Whether it is anxiety about anxiety or derived from some other source, there are basic things that are exhibited in a wide variance of degrees. Some people may experience several symptoms while others may only exhibit a few. The most common symptoms include:

  • rapid or increased heart rate
  • sweating, nausea or upset stomach
  • tightness in the chest
  • feeling lightheaded or dizzy
  • heavy leg syndrome
  • brightness or blurred vision

As frightening as these conditions sound, they are all normal responses that are triggered by a fight or flight response.

There are three ways in which anxiety can show itself.

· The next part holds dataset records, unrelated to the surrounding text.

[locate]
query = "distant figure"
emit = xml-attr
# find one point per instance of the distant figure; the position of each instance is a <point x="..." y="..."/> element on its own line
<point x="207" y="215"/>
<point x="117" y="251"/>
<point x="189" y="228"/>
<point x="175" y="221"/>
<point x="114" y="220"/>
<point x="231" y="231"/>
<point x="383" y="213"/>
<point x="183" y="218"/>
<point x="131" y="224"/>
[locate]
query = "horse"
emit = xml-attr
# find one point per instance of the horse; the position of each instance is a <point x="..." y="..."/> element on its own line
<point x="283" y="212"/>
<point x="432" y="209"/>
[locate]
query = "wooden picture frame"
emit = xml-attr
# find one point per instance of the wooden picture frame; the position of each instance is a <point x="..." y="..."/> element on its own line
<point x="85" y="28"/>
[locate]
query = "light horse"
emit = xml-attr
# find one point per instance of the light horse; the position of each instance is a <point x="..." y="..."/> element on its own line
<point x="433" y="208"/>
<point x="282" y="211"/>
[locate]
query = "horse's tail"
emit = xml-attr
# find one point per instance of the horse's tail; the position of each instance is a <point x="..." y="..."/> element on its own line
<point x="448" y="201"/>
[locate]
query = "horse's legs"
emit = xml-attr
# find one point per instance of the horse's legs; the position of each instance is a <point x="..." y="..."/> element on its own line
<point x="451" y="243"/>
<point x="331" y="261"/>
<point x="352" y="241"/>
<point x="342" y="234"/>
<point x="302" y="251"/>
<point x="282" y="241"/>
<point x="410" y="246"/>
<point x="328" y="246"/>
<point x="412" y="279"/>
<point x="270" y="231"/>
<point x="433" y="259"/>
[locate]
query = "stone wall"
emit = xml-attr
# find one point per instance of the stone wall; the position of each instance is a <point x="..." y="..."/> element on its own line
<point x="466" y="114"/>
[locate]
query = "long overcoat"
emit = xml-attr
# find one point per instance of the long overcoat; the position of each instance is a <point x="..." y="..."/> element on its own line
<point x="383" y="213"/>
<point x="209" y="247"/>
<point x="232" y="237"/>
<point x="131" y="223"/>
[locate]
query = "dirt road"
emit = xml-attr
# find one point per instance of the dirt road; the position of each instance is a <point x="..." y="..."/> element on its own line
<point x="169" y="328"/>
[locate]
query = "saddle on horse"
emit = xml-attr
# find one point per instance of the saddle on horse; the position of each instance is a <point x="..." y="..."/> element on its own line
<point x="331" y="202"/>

  • The physical symptoms are usually the easiest to recognize and the hardest to control.
  • Anxiety also affects our thought processes and behaviors.
  • Anxious thinking is very common, and in some situations useful.

A more practical approach is to think realistically. In a nutshell, this means to look at the situation from all aspects, whether they are neutral, negative or positive responses. For instance, there are two approaches when you see a dog. If you think the dog is friendly and no threat, the response is remaining calm. If you think the dog is a threat, you will experience anxiety. The usual response is to move quickly out of a perceived harm’s way.

The above are two ways in which anxiety can influence our thoughts and physical responses. What about the way it affects our behavior?

Anxiety about anxiety may potentially keep us from doing things we would like to. For example, if we have a fear of dogs we may stay away from parks or even a friend’s or neighbor’s house because they have a dog. That interferes with social interaction and relationships.

Recognizing how anxiety causes us to behave in a certain manner is one of the first steps in controlling anxiety so that it does not control us.